# Happy Thanksgiving!!!



## touchofgrass (Feb 17, 2017)

Happy Thanksgiving, everyone!!!

MQ is smoking our 19lb bird in a little bit and I am making homemade gravy, mashed potatoes, corn, green bean casserole, yams and of course, dinner rolls and Cheesecake for dessert!

Then the burrislings (children) will set up the Christmas tree!!

Love this time of year!!!

What traditions do your families have?


----------



## Ware (Jan 28, 2017)

Happy Thanksgiving!

We're having lunch with my parents and dinner with my in-laws. I am smoking some fresh bacon-wrapped turkey breasts on the Yoder for the evening meal. :thumbup:


----------



## ericgautier (Apr 22, 2017)

Happy Thanksgiving everyone!


----------



## dfw_pilot (Jan 28, 2017)




----------



## pennstater2005 (Jul 17, 2017)

dfw_pilot said:


>


Why?!


----------



## social port (Jun 19, 2017)

After the feast this evening, I'm headed up to the attic to bring down Christmas decorations.
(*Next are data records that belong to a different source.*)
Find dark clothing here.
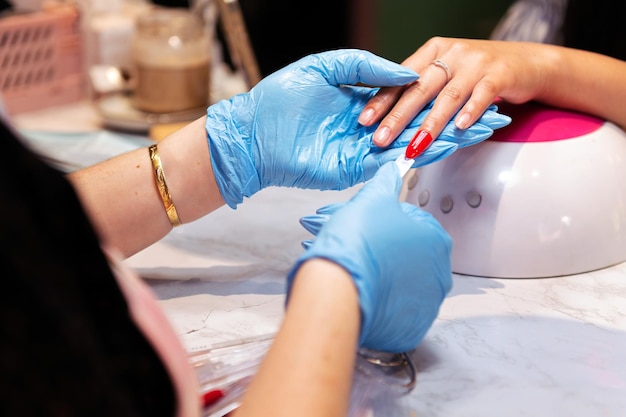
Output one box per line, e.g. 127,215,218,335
0,118,176,417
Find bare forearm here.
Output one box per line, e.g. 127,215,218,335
68,118,224,256
235,260,360,417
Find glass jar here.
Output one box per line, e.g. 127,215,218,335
132,7,211,113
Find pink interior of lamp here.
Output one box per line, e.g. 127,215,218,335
490,101,604,142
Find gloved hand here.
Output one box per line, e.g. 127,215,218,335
206,49,508,208
287,162,452,353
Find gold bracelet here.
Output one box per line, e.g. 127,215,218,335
148,144,182,227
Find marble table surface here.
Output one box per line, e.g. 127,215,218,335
15,101,626,417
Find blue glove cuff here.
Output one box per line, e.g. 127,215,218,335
205,96,261,209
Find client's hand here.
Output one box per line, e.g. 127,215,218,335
288,162,452,352
206,49,508,208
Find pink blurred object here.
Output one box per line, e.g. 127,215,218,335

I'm going to get my Chevy Chase on.
Decorating starts tomorrow.

Happy Thanksgiving to all.


----------



## social port (Jun 19, 2017)

@pennstater2005 , the cook foretold of his intentions with the bird during a Muppets Christmas special in the 80s. It just looks like it has finally come to pass.


----------



## RDZed (Jul 13, 2018)

Yeah guys, Happy Thanksgiving!

This is my first bachelor Thanksgiving in 29 years. The wife and kids went up to Philly yesterday so it's beer, the dog and a day of crappie fishing in the back yard.


----------



## Ware (Jan 28, 2017)

social port said:


> pennstater2005 , the cook foretold of his intentions with the bird during a Muppets Christmas special in the 80s. It just looks like it has finally come to pass.


----------



## social port (Jun 19, 2017)

on the money, Mr. Ware :thumbup:


----------



## Ware (Jan 28, 2017)

The bacon-wrapped turkey breasts came off a little earlier than I expected. I wrapped them tightly in foil and put them in the oven to keep warm until we head to over to the in-laws'. :thumbup:


----------



## pennstater2005 (Jul 17, 2017)

Ware said:


> social port said:
> 
> 
> > pennstater2005 , the cook foretold of his intentions with the bird during a Muppets Christmas special in the 80s. It just looks like it has finally come to pass.


 :lol:


----------